The Health Board says that 8,992 people in Estonia have been infected with HIV, while 432 of those have been diagnosed with AIDS. Finland, by comparison, has about 3,000 cases of HIV with more than 5.4 times the population.
New HIV infections are primarily clustered in two locations. Tallinn had 138 new cases in 2014, while the city of Narva had 59. That means that Tallinn, with a population of roughly 434,000, had a new infection rate of 32 people per 100,000, while Narva, with a population of roughly 59,000, has a rate approaching 101 people per 100,000.
Ida-Virumaa county, not including Narva, had 62 new cases in 2014. If Narva is included in figure, the county, which makes up 11 percent of the national population, accounts for more than 40 percent of all new infections in Estonia.
New infections in most countries in the West have been due to sexual transmission, primarily between homosexual males. In Estonia, as well as Eastern Europe and Central Asia, the majority are due to drug use, such as heroin users that exchange needles between them.

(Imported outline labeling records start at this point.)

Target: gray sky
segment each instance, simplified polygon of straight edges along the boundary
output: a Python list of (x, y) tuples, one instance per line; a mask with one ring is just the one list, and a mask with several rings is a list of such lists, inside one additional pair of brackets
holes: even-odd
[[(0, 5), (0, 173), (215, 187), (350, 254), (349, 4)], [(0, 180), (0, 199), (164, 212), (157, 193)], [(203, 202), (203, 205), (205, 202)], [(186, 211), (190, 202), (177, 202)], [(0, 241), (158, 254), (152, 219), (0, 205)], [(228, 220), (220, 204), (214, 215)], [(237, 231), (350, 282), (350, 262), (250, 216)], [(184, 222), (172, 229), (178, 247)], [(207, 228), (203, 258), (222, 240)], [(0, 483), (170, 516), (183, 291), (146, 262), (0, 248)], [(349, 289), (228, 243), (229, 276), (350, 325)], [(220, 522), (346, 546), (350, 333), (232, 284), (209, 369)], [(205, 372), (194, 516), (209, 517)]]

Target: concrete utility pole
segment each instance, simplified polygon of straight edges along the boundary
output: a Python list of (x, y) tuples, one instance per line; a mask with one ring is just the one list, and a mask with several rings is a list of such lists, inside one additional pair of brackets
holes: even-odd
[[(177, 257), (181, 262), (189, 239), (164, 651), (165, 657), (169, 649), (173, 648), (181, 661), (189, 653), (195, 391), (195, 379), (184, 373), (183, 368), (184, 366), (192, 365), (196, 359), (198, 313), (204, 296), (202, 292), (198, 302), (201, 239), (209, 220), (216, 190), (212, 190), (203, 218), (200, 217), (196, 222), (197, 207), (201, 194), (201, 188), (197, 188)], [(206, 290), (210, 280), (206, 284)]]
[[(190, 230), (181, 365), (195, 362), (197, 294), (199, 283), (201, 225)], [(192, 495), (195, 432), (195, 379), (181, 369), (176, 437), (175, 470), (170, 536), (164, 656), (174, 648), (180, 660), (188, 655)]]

“In China and India for example, injecting drug users have easily 100 times the rate of new cases,” Dr. Kristi Rüütel, a manager at the Infectious Disease and Drug-Monitoring Center of Estonia's Institute for Health Development, told ERR News.
“There is a jump [in Estonia] in the number of new infections between sexual partners, but there is usually a drug component involved,” Rüütel said. “In terms of same sex transmission between men - there have been a couple of cases, but we have very limited data, and our numbers are probably underreported.”